Apparently I’m in denial.
Big huge, hiding under the sheets, denial, about of all things… my migraines.
At lunch on Saturday my best friend Jo, and I were discussed our migraines. A very common topic since we both suffer chronic migraines. Jo said (as we sat down at Laughing Planet with our gluten free, corn free, dairy free, sugar free, but very tasty meal) that I was really good at forgetting how often I have migraines. She said it with such authority that I was a little stunned. I’d always thought of myself as a very scientific person – being an unreliable narrator to my own life seemed very un-me. Then she pulled out several specifics and I had to admit my self-reporting sucks.
Always nice to have friends good enough to call you on your BS.
I probably would have filled this under interesting but not actionable if I hadn’t just come in late for work that Thursday after a migraine hit so hard at 8am (the office opens at 9) I ended up shooting myself with imitrex and vomiting until I dry heaved (sorry graphic I know) thanks to modern meds I made it to work by 10:45 am unsteady but on my feet.
It just days after my conversation with Jo when my Boss mentioned she was convinced she never saw me out of migraine space the year I’ve been working for her. That one hit hard, since I’d just missed work and I hate missing work and overall I thought I felt better. But two Level 10 migraines in a month is even a lot for me.
I thought about this for awhile.
As animals we really aren’t good at remembering pain – the obvious painful memory comes to mind childbirth – and our brains are wired to keep us going and keep us reproducing, protecting our families, and so of course distinct memories of pain would be an evolutionary liability. I also know that my daily optimism is rather insane – that fact that I can work at all, that my co-workers not to mention my Boss put up with the days when I say blue for green or say Wednesday and mean Friday is a constant joy to me. Even writing this, coming off a migraine by the grace of drugs – I have trouble word finding.

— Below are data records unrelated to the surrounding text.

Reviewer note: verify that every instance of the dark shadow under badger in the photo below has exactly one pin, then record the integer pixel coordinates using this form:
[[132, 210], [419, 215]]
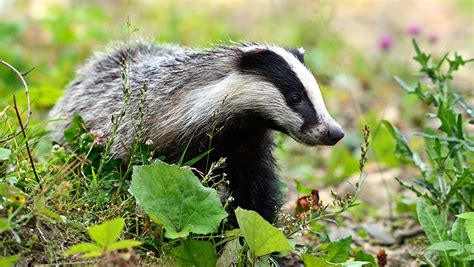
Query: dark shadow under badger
[[237, 94]]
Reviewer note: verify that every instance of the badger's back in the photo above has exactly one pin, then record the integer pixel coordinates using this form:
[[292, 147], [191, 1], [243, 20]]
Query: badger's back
[[168, 72]]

Not to mention that a Canadian study showed that chronic pain may hamper memory creation so there are probably huge pieces of the last three and a half years I don’t remember anyway. So in addition to not remembering to survive the pain I also don’t remember because I can’t form memories because of the pain. This study also showed a problem with spatial relationships which is the beginning of understanding how I could have gotten lost in a part of Portland where the streets are numbered up from the river and in alphabetical order from B for Burnside on. I’ve lived here all my life.
Thought about it for a bit longer and realized I need to remove my memory from the self reporting process…

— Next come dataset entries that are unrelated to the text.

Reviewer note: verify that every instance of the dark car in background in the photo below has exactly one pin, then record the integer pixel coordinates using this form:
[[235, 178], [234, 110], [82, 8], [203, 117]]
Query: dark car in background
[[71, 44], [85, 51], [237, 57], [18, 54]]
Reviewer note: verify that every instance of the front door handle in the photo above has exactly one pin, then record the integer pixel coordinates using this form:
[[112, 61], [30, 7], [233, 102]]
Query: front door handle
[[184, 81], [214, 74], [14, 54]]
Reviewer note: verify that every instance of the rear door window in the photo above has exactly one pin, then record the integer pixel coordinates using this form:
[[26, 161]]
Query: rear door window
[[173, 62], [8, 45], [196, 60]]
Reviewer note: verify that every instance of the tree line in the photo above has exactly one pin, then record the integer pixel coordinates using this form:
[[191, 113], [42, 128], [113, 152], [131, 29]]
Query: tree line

I remembered a few studies I read where researchers were using apps to ping people at various times of the day to report on everything from health to happiness. Apparently having an app that asks you a series of questions a few times a day is less arduous than putting pen to paper. Not having a smart phone (I know, I know, sometimes I am so ahead of the curve i.e. beta user of Hulu – and sometimes so behind it is laughable i.e. smart phones and NCIS) I decided that maybe Google docs would be good enough – available from just about anywhere, permissions based on email user names, and I can sort data, build graphs et al.

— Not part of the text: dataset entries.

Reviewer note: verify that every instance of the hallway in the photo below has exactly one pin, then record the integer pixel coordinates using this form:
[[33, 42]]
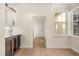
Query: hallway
[[45, 52], [39, 43]]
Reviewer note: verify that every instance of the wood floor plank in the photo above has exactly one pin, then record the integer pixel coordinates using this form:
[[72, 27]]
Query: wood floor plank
[[45, 52]]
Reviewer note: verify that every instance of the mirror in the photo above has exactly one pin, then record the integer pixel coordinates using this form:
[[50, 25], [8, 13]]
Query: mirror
[[10, 16]]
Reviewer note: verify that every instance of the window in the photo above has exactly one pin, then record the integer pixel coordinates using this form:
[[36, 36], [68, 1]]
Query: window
[[60, 26], [76, 21]]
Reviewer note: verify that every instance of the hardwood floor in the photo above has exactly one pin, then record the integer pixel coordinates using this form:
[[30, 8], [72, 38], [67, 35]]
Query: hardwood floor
[[39, 42], [40, 50], [45, 52]]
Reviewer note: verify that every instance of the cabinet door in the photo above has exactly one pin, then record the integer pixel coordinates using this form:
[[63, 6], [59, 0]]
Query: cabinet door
[[8, 47]]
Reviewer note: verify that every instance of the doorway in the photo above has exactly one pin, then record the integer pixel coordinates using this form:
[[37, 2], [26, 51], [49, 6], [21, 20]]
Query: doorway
[[39, 32]]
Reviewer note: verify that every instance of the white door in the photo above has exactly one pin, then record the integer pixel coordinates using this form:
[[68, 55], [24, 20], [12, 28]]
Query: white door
[[39, 25]]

I’m a week into my trial and it’s working pretty well.
I report to myself 4 times a day: Morning, Noon-ish, 5-ish, and Night. If I don’t have the computer handy I walk myself through the questions and seem to be able to hold that information until I can log it in. There are a lot of variables, and I’m in the process of changing several key behaviors, so I’m not sure if the data will really provide anything more than my non-scientific self-remembered reporting but I’m sure my Neurologist will be excited to see the data mid year.
There are two interesting things that have come about since this epiphany 1) I’m giving myself a break – If I’m really in migraine space all the time (prodrome to hangover) then I’ve decided I am a kick ass woman just for surviving and holding down a job. 2) I made a deeper commitment to the anti-inflammatory diet that I started two weeks ago. I’ve tried just about everything else so it looks like it is time to really commit to trying something new.